O Jake E. Lee, guitarrista do Ozzy, apareceu com uma (meu primo Marcelo Augusto tem uma igual a dele) e acho que foi isso que fez o mundo ver que aquela marca existia, se tinha tradição antes, eu nunca soube. Logo depois apareceu o Joe Satriani, o Frank Gambale e o Steve Vai (as inesquecíveis Jem 777, que tinham o corpo vazado, como que formando uma alça para segurar), cada um com o seu modelo, e a marca subiu.

Fizeram os corpos mais finos, as “Saber”.

Só tem um problema: São guitarras absolutamente sem personalidade, sem identidade, sem som característico. Tipo, me parecem guitarras pra “tocar na noite”, pois o cara pode tocar horas a fio e a coluna não apita com o peso…

Não que sejam ruins, apenas não tem um som próprio. Cada modelo tem um som totalmente diferente. Já me disseram que pareciam guitarras de brinquedo, todas frageizinhas, fininhas. Realmente, o braço é fininho, acho que foram feitas pra mulheres e crianças tocarem.

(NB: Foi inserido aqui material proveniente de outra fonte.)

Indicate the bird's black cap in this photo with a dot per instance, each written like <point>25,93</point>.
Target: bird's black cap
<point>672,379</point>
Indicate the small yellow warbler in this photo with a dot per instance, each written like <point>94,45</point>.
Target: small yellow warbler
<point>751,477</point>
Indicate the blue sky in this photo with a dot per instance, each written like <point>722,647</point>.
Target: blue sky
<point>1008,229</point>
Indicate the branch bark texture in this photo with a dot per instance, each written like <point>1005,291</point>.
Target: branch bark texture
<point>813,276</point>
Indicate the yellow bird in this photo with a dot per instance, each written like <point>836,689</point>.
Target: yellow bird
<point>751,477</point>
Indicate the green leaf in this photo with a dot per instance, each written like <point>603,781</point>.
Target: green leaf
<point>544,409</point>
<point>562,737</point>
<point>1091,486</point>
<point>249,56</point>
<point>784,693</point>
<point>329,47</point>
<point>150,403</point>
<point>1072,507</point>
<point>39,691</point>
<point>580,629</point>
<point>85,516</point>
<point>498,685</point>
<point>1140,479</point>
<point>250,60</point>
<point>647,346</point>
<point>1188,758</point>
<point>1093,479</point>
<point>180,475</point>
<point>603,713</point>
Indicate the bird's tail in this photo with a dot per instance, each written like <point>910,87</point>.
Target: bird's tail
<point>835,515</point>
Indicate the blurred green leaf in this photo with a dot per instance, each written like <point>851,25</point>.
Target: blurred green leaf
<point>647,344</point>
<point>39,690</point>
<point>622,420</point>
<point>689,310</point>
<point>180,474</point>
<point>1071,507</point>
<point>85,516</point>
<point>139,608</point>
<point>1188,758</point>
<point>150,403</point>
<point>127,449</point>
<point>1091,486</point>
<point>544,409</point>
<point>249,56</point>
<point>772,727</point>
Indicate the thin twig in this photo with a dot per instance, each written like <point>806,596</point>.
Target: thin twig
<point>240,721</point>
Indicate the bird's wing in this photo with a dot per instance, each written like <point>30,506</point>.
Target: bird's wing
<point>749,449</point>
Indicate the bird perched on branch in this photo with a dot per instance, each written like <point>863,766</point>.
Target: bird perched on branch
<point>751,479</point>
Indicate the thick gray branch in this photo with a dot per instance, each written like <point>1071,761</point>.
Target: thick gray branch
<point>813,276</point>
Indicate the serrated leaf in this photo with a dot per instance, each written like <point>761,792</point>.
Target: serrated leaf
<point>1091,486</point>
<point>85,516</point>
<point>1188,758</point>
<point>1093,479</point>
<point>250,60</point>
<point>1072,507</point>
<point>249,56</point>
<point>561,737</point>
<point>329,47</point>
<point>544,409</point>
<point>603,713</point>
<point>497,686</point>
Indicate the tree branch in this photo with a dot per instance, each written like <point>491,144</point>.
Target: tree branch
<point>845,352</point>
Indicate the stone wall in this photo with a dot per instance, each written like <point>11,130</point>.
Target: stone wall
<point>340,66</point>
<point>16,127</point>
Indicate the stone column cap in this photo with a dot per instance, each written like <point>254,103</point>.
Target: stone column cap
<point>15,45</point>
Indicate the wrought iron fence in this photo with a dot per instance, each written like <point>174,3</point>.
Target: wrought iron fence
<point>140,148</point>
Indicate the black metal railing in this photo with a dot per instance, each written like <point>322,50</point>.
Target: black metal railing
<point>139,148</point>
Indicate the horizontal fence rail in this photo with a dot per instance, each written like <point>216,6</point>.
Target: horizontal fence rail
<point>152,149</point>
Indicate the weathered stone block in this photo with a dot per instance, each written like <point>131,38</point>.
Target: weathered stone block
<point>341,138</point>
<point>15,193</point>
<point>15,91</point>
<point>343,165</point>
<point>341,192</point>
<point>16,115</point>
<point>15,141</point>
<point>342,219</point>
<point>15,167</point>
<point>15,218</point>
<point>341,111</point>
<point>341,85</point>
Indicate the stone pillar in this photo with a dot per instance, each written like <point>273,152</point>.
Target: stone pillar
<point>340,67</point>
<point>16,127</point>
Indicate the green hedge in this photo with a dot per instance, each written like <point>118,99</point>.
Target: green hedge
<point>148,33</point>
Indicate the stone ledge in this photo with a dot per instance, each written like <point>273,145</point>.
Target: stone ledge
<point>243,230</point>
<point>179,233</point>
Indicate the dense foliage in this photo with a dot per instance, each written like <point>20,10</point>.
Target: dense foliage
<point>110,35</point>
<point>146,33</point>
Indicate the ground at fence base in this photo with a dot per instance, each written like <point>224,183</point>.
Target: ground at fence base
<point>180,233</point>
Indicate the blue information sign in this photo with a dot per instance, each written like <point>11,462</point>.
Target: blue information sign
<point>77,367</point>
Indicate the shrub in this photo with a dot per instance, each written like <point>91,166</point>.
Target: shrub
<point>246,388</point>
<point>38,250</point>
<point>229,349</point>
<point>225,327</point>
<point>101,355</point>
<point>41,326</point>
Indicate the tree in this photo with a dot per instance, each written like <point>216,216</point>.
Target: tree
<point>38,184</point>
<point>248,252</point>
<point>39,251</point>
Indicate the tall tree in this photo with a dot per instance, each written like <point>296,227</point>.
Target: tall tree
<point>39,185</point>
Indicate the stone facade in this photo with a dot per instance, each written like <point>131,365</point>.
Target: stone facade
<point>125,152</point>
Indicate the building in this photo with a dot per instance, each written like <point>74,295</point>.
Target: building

Em uma vídeo aula que tenho aqui, o instrutor diz: As Ibanez são ótimas pra usar com efeitos, pois o som é fraquinho, mas pra som limpo, corra delas! Concordo com ele.

Bem, o que tem de ruim no som tem de confortáveis, nesse item, realmente são 10! Melhor do que qualquer outra que eu tenha aqui.